Loosen the locking nut(s) with the 10 mm wrench. This means turning the nut counter clockwise as you look down on it. This will bring the nuts "up," towards where the gas tank would normally be. If you are still not sure, point the thumb on your RIGHT HAND up, and your fingers will point in the direction you should turn the wrench.
Don't go crazy, sure and steady doesn't strip the nut or bend the adjustment screw. DO NOT REMOVE THE NUTS. If they fall into the engine... well, God help you.
With a flat head screw driver, loosen (same direction as immediately above) the adjustment screw.
Insert the CLEAN feeler gauge of your choice between the adjustment screw and the end of the valve stem as before. I used the 0.004".
With the gauge still in there, tighten the adjustment screw. You should be able to remove the feeler gauge with a small amount of effort, i.e. there should be a little pressure on the gauge, but not a lot. Finger tighten the locking nut.
Put the 10 mm wrench back on the the locking nut, and put the screw driver into the adjustment screw. Hold the screw in place and tighten the nut.
Recheck the clearance.
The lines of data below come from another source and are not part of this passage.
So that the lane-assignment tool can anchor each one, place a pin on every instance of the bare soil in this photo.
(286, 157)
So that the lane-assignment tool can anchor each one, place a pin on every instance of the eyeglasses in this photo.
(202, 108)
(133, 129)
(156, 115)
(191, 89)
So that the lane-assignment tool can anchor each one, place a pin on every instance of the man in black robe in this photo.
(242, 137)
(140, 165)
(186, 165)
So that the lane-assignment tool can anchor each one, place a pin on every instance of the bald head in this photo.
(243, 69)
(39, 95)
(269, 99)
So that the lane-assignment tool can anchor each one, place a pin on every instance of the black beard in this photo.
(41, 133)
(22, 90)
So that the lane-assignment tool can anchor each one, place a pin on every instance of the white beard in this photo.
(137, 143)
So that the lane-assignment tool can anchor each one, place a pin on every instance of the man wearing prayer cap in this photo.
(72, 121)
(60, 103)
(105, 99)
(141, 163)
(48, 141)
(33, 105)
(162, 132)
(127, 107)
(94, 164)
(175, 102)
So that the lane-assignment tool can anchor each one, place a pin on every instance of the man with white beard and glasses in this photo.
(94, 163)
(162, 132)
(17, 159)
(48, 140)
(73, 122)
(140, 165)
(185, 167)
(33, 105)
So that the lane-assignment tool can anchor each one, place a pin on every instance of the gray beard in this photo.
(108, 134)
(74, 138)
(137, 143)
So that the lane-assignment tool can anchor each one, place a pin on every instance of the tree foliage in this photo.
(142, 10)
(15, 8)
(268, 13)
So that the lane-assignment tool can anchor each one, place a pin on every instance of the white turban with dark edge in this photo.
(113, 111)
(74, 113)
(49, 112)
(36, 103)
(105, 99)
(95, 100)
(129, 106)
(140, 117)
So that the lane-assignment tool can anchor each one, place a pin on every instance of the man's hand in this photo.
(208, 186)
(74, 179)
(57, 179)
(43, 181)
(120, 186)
If it is out of spec, go back to step 1).
You must do this for all 4 valves.
If you are successful, you are nearly done, but I STRONGLY RECOMMEND TURNING THE FLYWHEEL SEVERAL TIMES, RESET IT TO TDC ON THE COMPRESSIONS STROKE, AND RECHECKING THE CLEARANCES ON ALL FOUR VALVES. If the clearance is good, bolt everything back up.
If you have a torque wrench, you can get at the exhaust (front) bolts fairly easily, but not the rear ones (well, with a 3/8" drive, anyway). If you do not have a torque wrench that fits, use your 10 mm wrench. Tighten them firmly, but again, don't go crazy. Finger tight and then a bit more than wrench firm, maybe 1/8 to 1/4 turn. 6-8 ft-lbs is the proper torque.
When reinstalling the timing inspection plug, make sure it is not cross threaded.
Once the covers are back on, you should still have some gas in the carb. Start the bike up and listen. You should hear SOME valve noise, but not a lot. IF YOU HEAR LOTS OF VALVE NOISE, YOU PROBABLY ADJUSTED THE VALVES AT TDC ON THE EXHAUST STROKE. START OVER. This loud noise will be really obvious. You've never heard it before on your bike. Do not ride it. Let the engine cool overnight, go get drunk, and start over tomorrow.